Creating Your Own Scenario
A WorldSim scenario is just a folder with four ingredients. The simplest way to start is to copy evaluation/scenarios/water-rationing/ and adapt it.
my-scenario/
├── scenario.json # agents + trigger + timing
├── rules/
│ ├── base-rules.json # rules active from tick 1
│ └── trigger-rules.json # rules loaded when the shock fires
├── expected.md # (optional) qualitative rubric for evaluation
└── index.ts # runner that wires engine + plugins1. scenario.json — the "script"

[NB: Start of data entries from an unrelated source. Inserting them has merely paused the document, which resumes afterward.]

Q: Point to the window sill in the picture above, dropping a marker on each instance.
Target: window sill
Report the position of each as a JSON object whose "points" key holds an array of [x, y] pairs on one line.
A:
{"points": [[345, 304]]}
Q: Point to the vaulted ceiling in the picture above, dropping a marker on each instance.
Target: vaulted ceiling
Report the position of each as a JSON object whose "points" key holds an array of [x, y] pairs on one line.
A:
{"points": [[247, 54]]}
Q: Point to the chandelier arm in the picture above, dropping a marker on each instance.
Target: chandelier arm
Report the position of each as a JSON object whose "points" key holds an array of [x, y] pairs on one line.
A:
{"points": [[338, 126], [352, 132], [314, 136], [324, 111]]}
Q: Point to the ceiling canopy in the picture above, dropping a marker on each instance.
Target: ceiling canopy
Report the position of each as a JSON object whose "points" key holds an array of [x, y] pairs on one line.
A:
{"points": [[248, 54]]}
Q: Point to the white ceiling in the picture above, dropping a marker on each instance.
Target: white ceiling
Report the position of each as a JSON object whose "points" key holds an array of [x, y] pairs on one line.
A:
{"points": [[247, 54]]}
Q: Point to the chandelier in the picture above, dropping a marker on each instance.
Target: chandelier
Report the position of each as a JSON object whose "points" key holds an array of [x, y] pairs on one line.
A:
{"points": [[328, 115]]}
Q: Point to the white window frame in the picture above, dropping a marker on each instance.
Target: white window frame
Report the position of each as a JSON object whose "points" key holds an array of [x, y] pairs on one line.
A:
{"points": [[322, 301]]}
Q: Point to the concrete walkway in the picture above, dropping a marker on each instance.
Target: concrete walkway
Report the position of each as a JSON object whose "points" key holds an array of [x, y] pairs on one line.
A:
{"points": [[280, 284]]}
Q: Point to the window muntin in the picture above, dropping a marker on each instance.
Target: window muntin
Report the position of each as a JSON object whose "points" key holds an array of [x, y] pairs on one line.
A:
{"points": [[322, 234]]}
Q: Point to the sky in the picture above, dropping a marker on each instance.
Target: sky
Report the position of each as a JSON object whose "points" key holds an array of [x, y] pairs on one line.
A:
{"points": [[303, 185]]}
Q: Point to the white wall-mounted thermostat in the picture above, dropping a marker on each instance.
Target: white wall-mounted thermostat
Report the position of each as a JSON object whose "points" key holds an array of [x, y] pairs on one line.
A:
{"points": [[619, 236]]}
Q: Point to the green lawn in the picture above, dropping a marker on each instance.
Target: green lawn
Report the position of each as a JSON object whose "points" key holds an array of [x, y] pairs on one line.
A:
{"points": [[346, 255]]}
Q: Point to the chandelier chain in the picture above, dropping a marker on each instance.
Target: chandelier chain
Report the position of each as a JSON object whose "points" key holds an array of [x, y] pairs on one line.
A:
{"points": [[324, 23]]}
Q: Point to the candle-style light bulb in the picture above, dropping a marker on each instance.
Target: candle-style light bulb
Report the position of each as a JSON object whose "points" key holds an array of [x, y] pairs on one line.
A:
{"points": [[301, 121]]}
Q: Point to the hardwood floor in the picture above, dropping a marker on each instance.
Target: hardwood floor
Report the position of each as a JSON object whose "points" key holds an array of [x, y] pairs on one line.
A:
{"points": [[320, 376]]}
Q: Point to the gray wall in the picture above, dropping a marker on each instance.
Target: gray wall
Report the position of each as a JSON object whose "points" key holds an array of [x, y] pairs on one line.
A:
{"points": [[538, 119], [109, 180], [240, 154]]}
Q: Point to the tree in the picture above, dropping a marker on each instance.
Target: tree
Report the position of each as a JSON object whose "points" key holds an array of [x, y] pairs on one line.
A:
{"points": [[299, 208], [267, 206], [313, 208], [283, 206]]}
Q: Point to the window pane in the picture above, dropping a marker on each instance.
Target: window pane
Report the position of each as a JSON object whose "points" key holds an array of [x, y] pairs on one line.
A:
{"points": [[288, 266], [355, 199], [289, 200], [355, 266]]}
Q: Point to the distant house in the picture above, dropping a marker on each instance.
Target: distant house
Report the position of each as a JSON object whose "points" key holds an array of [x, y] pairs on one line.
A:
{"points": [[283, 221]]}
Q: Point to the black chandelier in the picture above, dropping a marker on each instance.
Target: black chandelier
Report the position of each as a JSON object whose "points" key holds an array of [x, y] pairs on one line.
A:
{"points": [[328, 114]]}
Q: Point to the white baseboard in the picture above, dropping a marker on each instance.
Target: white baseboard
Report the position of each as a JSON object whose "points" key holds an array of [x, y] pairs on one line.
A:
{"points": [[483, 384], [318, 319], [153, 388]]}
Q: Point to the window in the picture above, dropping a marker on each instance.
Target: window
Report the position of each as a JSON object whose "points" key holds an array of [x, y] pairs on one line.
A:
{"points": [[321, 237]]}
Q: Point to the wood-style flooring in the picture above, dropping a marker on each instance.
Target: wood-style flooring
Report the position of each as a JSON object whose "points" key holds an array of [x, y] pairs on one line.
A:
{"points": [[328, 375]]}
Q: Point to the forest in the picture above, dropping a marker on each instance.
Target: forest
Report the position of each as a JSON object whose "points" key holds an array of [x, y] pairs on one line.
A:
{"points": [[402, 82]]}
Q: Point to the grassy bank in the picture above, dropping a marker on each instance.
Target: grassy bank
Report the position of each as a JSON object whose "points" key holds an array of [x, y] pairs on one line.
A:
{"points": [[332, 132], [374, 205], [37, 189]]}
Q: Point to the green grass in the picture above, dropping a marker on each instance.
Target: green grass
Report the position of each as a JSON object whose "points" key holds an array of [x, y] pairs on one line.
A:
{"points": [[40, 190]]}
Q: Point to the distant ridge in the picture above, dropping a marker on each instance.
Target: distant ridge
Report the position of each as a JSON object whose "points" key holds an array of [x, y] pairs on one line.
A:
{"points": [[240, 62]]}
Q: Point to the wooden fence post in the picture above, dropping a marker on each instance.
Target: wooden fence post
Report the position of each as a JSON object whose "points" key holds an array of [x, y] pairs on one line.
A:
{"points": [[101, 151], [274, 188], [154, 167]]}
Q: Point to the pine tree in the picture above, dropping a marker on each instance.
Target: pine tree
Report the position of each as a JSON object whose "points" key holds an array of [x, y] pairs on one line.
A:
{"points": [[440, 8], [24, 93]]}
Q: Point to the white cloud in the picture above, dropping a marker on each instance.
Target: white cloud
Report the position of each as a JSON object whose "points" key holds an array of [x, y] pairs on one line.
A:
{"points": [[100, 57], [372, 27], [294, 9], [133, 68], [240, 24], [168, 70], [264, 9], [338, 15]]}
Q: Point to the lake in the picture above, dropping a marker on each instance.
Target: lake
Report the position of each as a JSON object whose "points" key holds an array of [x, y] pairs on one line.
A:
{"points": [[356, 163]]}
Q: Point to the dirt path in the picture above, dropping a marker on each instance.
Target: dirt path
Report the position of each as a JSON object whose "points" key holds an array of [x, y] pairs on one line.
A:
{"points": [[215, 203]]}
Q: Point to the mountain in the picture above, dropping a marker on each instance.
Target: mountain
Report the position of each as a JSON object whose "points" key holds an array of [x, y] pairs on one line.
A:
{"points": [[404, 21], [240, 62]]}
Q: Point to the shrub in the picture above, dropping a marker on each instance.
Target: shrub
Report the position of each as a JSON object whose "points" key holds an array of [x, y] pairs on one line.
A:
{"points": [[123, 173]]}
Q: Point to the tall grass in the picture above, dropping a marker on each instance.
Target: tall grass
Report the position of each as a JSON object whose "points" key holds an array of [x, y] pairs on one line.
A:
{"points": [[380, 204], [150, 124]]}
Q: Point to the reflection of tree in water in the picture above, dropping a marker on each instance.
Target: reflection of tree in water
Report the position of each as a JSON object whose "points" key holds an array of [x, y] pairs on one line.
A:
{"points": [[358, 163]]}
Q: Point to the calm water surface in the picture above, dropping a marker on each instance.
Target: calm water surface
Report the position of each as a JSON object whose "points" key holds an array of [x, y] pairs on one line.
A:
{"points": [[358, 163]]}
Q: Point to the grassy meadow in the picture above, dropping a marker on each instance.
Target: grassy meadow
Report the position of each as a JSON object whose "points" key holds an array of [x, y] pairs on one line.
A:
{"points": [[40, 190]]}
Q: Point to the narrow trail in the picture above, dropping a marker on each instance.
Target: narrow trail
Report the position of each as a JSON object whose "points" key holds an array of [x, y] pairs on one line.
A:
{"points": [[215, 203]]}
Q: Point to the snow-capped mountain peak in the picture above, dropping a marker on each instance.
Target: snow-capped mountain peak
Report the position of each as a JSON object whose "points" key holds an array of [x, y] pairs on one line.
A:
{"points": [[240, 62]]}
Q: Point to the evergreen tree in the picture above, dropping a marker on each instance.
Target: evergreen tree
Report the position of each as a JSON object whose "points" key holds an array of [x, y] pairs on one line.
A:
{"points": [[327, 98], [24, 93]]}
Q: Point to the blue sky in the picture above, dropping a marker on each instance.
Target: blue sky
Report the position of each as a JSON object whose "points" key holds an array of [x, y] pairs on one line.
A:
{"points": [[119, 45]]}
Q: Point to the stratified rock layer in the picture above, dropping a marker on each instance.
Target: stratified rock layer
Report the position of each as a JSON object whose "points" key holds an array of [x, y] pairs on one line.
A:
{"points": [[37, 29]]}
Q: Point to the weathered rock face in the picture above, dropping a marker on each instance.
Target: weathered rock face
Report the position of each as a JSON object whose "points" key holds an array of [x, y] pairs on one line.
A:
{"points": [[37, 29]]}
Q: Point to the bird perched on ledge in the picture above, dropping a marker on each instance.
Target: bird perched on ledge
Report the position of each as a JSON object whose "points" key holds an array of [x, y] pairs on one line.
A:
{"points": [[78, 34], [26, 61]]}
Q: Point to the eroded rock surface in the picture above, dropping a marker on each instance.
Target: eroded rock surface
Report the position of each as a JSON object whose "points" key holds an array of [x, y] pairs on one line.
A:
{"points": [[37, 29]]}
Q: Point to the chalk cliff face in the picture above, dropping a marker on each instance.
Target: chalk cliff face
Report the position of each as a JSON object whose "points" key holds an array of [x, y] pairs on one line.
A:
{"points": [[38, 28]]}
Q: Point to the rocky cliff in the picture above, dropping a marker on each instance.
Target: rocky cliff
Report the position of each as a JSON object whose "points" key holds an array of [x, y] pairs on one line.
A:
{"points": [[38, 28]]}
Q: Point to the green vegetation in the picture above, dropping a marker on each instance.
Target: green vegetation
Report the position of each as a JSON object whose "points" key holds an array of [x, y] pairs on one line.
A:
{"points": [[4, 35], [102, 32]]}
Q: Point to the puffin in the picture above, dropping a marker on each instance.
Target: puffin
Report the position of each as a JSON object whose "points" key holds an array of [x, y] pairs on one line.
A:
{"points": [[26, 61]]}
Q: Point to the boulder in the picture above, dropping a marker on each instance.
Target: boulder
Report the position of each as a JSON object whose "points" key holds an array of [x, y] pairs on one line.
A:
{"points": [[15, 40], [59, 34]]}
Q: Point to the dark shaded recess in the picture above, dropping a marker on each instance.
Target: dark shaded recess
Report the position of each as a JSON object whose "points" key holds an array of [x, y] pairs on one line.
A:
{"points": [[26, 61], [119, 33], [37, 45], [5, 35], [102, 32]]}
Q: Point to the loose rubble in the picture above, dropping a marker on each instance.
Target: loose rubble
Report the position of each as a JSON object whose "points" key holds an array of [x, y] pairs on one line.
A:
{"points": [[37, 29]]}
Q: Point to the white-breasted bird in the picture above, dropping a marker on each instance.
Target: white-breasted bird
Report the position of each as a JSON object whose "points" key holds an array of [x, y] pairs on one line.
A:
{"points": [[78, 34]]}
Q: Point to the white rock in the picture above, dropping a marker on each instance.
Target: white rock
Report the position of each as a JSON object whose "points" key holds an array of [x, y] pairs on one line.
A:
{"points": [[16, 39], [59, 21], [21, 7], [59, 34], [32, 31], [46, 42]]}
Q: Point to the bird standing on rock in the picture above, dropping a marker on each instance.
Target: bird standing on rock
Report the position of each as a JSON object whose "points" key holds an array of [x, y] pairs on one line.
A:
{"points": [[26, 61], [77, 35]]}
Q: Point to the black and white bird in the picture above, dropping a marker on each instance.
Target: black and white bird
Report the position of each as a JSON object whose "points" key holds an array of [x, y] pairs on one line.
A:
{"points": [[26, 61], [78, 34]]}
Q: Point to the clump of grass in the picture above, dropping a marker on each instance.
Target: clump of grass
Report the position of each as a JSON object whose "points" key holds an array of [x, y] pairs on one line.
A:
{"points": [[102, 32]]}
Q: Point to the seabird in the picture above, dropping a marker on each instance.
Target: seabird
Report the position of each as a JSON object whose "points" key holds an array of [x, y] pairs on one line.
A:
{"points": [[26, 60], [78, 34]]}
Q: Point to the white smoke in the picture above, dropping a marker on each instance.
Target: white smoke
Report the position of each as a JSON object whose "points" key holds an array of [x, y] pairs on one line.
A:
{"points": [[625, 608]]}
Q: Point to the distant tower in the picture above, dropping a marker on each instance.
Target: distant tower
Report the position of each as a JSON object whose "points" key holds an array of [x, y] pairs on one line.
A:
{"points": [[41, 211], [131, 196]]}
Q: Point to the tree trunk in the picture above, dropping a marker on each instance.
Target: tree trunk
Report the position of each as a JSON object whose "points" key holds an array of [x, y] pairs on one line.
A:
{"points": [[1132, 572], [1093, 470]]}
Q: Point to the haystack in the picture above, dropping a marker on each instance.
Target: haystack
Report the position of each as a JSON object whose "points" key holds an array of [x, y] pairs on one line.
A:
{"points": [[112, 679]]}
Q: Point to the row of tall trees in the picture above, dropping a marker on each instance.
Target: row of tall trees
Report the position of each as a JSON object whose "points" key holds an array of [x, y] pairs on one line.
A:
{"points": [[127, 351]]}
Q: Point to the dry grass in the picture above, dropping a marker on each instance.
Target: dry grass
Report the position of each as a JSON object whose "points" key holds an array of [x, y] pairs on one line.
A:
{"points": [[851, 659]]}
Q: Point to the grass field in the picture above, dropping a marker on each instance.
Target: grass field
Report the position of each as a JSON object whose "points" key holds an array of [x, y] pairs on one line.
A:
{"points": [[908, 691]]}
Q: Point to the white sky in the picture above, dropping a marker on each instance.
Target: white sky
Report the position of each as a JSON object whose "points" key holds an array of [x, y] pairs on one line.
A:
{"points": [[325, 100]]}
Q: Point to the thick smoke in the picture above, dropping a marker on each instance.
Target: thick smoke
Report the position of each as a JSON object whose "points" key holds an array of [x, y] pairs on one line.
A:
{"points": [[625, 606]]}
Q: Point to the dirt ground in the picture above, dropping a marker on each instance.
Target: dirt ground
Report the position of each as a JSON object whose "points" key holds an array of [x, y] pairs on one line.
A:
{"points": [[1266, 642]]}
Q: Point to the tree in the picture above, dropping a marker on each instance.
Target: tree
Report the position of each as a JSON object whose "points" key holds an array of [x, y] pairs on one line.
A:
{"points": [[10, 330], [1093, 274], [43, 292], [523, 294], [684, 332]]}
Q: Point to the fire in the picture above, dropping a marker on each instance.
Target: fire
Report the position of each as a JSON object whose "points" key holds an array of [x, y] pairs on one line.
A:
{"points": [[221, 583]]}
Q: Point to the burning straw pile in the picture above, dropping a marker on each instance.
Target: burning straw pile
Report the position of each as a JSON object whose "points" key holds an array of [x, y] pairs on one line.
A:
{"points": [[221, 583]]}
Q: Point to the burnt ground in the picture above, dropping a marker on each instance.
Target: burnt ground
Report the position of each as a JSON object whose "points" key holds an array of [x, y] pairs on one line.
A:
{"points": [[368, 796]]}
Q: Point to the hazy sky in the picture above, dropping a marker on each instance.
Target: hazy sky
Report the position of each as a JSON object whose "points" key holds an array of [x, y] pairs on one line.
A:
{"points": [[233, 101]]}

A declarative file with timing, the policy trigger, and the cast:
| Field | Purpose |
|---|---|
name, description | Human-readable identity of the run |
maxTicks | How long the simulation runs (e.g. 30) |
tickIntervalMs | Wall-clock pause between ticks (2000 for live demo, 0 for tests) |
trigger.atTick | When the disruptive event fires |
trigger.addRules | Relative paths of rule files to load at the trigger |
trigger.announcement | Broadcast text delivered to every agent |
agents[] | The list of actors |
Each agent declares its identity and — crucially — its personality:
{
"id": "maria",
"role": "person", // "person" | "control" (governance)
"name": "Maria Rossi",
"iterationsPerTick": 2, // internal LLM reasoning steps per tick
"systemPrompt": "You are Maria, a 52-year-old farmer, practical and stubborn…",
"profile": {
"age": 52,
"profession": "Farmer",
"personality": ["practical", "stubborn", "generous"],
"goals": ["Save the harvest", "Protect the family"],
"backstory": "…",
"skills": ["farming", "cooking"]
}
}The systemPrompt is where simulation quality lives: the more specific it is about tone, values and internal conflicts, the longer the agent stays in character across the run.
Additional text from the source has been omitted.